Menu
Libération
Exposition

A la Tiny Gallery de Bruxelles, retouche vers le futur

La galerie bruxelloise présente avec «Illusory Love» les fascinants portraits d’ancêtres d’Olivier Guyaux, générés par une intelligence artificielle et imprimés via des procédés anciens.
Un portrait créé par une intelligence artificielle, dans l'exposition «Illusory Love». (Olivier Guyaux)
publié le 17 décembre 2022 à 5h03

Légèrement en retrait de la place Flagey, une des vastes esplanades animées de Bruxelles, la Tiny Gallery, ouverte en mars 2020, s’impose à bas bruit comme un lieu soustrait aux contingences du quotidien citadin. Pour qualifier ce qui s’y trame dans une trompeuse quiétude surannée (huit collaborateurs, de six nationalités différentes), Olivier Guyaux, qui anime l’officine arrimée au parcours «Photo Brut 2», parle de «répit culturel, concentré sur une photographie lente, guidée par la simplicité du geste».

«Acte instinctif»

Aussi énigmatique qu’engageant, l’énoncé renvoie en fait à la pratique amateur, telle qu’on la concevait aux prémices du médium, dans les années 1860, jusqu’à l’entre-deux-guerres. Un «acte instinctif, pas destiné à entrer dans le cadre artistique», mais que l’on contemple aujourd’hui avec une tendre déférence, dans l’antre constellé de cyanotypes, tintotypes et autres albumines. Des scènes ordinaires où l’on joue, trinque, se balade, prend la pose en famille, ou entre amis. Et puis, il y a également cet ensemble fascinant de portraits d’hommes et de femmes, bien mis de leur personne, qui fixent l’objectif, l’air pénétré ou farouche sans doute accentué par la solennité d’une situation qui, à la fin du XIXe siècle ou au début du XXe n’était guère fréquente.

Ancêtres sans parents

La série porte le titre «Illusory Love» et ne dévoile rien de l’identité des êtres représentés… pour la simple raison qu’ils n’ont jamais existé.

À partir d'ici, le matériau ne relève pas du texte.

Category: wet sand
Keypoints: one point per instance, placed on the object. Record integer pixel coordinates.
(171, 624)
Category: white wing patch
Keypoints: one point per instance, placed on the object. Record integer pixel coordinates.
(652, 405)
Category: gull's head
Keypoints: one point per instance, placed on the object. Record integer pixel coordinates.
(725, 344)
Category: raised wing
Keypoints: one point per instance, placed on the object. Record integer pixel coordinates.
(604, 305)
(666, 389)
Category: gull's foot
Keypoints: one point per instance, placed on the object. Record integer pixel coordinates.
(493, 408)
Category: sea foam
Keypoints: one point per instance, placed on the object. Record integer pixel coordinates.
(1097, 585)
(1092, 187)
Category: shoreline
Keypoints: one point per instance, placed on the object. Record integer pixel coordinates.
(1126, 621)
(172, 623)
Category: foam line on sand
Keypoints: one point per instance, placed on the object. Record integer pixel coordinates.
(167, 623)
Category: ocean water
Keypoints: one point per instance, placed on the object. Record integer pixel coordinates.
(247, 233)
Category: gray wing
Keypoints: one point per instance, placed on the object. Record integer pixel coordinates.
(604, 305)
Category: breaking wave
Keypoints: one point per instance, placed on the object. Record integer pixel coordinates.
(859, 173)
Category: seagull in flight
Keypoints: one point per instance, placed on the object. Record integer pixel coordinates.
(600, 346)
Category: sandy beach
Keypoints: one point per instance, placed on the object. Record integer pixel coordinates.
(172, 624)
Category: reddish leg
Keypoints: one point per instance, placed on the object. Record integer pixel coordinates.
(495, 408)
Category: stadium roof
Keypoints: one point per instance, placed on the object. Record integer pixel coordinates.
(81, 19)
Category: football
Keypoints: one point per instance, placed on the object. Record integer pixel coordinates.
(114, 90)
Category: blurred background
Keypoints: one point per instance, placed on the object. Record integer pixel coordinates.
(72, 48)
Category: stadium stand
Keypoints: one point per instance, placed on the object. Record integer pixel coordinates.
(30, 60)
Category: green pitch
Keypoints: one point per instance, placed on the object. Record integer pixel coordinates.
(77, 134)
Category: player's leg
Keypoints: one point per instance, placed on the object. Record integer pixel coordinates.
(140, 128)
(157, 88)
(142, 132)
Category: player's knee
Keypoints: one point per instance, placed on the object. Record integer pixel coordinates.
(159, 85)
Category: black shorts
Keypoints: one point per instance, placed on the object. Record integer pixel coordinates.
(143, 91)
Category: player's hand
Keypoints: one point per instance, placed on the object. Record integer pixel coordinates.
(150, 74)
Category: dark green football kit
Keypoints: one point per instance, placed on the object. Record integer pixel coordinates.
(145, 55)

Magie ou malédiction des temps modernes, c’est en effet l’intelligence artificielle qui, par le truchement d’une minutieuse description textuelle, a généré cette galerie apocryphe d’ancêtres sans parents, ni descendance, peaufinée des mois durant au moyen des matériaux et techniques d’autrefois (albumine, bromure d’argent, papier chiffon, insolation…). Un florilège ectoplasmique qui n’est pas sans poser question, de l’aveu même de l’apprenti-sorcier, Olivier Guyaux, par ailleurs spécialisé dans la numérisation du patrimoine culturel (il a travaillé pour le Prado, l’école de La Cambre, la Fondation Niki de Saint Phalle…), pointant «les dangers» d’un subterfuge brouillant les frontières chronologiques d’une authenticité si pernicieusement falsifiée.

«Illusory Love», Tiny Gallery, 26 rue de la Cuve à Bruxelles, jusqu’au 19 mars.